Manchester school board sends $246 million budget to aldermen for approval
Feb. 23—Manchester school board members have voted to recommend the district's proposed $246 million Fiscal Year 2026 budget proposal be sent to aldermen for approval.
The vote followed a public hearing Thursday night at West High School on the budget that failed to entice a single member of the public to speak in favor or against the proposal.
Also recommended for approval was the school district's 2026 School Food and Nutrition Budget of $6.3 million and the 2025 Capital Improvements Projects (CIP) plan of $6.6 million.
According to Superintendent of Schools Jennifer Chmiel, the budget supports 11,865 Manchester School District students, as well as services at charter and parochial schools. It also supports several areas of student success, including educational programming, hiring and retention, improved measures of college and career readiness, improved graduation rates and the start of priority one facilities projects.
"On behalf of the district, I would like to thank the Board of School Committee for approving our tax-cap compliant budget proposal," Chmiel said Friday. "I have the responsibility of preparing a responsible, tax cap-compliant budget that funds our priorities and continues to meet the needs of our students. We remain one of the lowest-funded districts in the state, thousands below the average in per-pupil spending. This forces us to be diligent, thoughtful and creative in seeking efficiencies.
Parameters of tax cap
"We worked hard in developing this budget to ensure we are meeting the needs of students while working within the parameters of the tax cap."
The school budget proposal contains $112.1 million in salaries (a $10.7 million increase over last year), $11.3 million in transportation costs (a $3.7 million decrease from last year due to the transition to in-house home-to-school busing), $11.7 million in debt service and $9.7 million to cover a $320,000 increase in costs for city services, including a 3% increase in costs for the Aramark custodial services contract and 5% increase for school resource officers from Manchester Police.
The $6.6 million in CIP projects includes $300,000 for playground replacement, $1.2 million for the purchase of 11 buses and $250,000 for information technology network infrastructure costs.
Manchester operates under a cap on property taxes established by a voter-approved amendment to the city charter. Generally referred to as a tax cap, the provision limits the total amount of money raised from property taxes, rather than the tax rate itself.
Before the vote
City and school budgets for the next fiscal year can increase by 4.27%.
Prior to Thursday's vote, school board member Leslie Want raised the idea of sending to aldermen both a tax-cap compliant budget and a so-called "needs" budget, listing what the district would need to adequately deliver services to students, something administrators did in prior years.

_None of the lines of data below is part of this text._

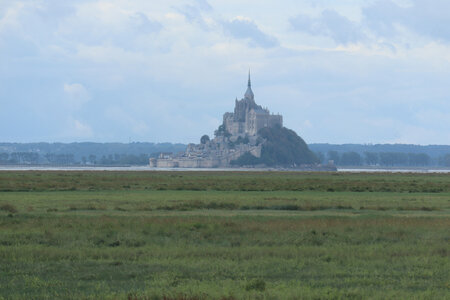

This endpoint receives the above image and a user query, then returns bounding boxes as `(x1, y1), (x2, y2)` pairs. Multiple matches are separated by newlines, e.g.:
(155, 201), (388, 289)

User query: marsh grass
(0, 172), (450, 299)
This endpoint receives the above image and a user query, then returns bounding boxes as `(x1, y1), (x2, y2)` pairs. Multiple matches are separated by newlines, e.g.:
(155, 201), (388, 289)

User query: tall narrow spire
(244, 69), (255, 100)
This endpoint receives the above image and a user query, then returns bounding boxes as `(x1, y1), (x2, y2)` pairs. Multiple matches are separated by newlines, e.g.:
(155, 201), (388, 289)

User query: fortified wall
(149, 73), (283, 168)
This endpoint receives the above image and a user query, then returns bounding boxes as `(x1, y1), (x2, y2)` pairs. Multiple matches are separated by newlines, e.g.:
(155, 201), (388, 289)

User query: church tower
(244, 70), (255, 101)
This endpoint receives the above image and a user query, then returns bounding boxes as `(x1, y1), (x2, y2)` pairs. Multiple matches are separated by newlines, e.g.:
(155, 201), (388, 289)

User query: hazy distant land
(0, 142), (450, 167)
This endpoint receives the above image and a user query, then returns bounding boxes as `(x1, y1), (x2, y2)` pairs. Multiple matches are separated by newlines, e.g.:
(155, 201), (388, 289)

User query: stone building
(223, 73), (283, 137)
(149, 72), (283, 168)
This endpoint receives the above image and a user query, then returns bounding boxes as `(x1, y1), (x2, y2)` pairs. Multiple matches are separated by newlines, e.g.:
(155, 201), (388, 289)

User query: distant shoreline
(0, 165), (450, 173)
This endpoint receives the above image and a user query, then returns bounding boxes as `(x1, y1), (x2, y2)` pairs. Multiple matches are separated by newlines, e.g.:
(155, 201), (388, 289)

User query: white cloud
(65, 118), (93, 139)
(63, 83), (91, 109)
(290, 9), (365, 44)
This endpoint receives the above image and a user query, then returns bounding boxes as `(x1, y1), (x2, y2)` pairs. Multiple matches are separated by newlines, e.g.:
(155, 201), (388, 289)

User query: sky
(0, 0), (450, 145)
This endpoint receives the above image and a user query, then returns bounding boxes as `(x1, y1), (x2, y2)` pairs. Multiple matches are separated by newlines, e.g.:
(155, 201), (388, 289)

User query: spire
(244, 69), (255, 101)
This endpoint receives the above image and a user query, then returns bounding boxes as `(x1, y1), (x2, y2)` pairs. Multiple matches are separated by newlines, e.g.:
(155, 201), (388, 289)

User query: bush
(245, 279), (266, 292)
(0, 203), (18, 214)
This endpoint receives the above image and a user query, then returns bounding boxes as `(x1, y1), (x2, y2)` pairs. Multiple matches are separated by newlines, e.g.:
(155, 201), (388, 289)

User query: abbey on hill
(150, 73), (317, 168)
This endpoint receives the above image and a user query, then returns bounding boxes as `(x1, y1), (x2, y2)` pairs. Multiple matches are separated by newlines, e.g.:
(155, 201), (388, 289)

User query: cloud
(222, 17), (279, 48)
(290, 9), (365, 44)
(362, 0), (450, 42)
(175, 0), (213, 29)
(63, 83), (91, 109)
(67, 118), (93, 138)
(130, 12), (163, 34)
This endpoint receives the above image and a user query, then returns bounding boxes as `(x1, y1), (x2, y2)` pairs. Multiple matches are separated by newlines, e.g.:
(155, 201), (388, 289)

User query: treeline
(316, 150), (450, 167)
(0, 143), (186, 166)
(0, 152), (159, 166)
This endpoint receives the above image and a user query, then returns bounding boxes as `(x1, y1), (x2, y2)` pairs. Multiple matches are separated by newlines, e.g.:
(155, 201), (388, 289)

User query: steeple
(244, 70), (255, 101)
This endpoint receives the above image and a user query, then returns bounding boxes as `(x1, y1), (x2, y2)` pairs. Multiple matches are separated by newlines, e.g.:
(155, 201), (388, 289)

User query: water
(0, 166), (450, 173)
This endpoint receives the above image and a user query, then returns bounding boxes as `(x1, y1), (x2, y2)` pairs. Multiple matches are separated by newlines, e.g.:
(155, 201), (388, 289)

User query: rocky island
(150, 73), (335, 170)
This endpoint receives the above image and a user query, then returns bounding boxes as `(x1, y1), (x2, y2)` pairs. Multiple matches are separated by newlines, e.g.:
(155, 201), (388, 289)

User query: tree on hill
(258, 126), (319, 166)
(231, 126), (319, 167)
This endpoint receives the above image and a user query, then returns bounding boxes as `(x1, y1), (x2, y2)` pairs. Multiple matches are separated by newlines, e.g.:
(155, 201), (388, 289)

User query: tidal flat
(0, 171), (450, 299)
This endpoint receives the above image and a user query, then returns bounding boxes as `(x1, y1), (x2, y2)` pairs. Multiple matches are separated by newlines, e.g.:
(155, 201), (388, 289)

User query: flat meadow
(0, 171), (450, 299)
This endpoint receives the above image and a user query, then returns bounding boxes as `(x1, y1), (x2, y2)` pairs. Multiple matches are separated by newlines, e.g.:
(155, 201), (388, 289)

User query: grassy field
(0, 171), (450, 299)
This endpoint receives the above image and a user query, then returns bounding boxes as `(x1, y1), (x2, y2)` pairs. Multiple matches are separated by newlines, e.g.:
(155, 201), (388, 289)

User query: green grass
(0, 172), (450, 299)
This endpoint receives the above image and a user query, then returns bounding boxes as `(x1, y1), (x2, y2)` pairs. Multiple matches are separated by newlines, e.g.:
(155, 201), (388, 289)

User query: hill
(232, 126), (319, 167)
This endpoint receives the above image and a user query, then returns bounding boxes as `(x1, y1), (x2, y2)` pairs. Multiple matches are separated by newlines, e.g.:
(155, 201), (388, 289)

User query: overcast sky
(0, 0), (450, 144)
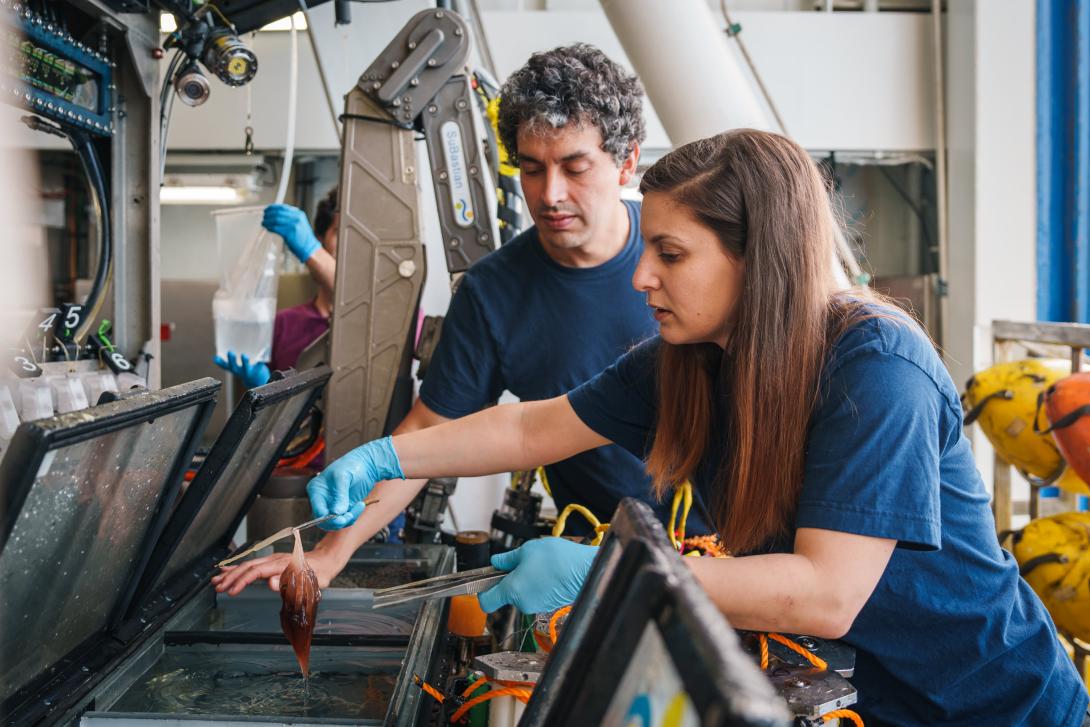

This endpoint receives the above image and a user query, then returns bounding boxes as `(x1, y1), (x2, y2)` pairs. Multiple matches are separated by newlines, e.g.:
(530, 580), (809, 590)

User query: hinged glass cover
(0, 378), (219, 699)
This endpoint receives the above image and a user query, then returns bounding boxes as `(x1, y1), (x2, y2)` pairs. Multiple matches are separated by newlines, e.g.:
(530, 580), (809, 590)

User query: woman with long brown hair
(308, 130), (1090, 726)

"In the past, we've always presented a needs budget," Want said. "We didn't do that last year, and we're not doing that again this year. I'm only asking because, last night, in a committee meeting, it was brought to the Student Conduct Committee's attention that we have a school that's unable to provide all the needs for all the students because they don't have full-time personnel to deal with those needs.
"I mean, I know that the district's doing its best, but I just want to say that I'm disappointed that we don't have more to offer our kids, because I do believe that Manchester has some of the highest needs in the state."
"Highest diversity, highest level of need," confirmed Chmiel.
Mayor's comments
Manchester Mayor Jay Ruais reminded board members of the compensation study done on salaries of employees on the city side — which concluded raises are due for Manchester to retain and recruit employees — and the importance of staying within the tax cap.
"I'd be very careful characterizing this as a political will conversation — there are very real fiscal realities that we face," Ruais said. "I wouldn't characterize it in a political sense, more just the reality of budgeting and the global view that we all have to have when we're putting forward budgets."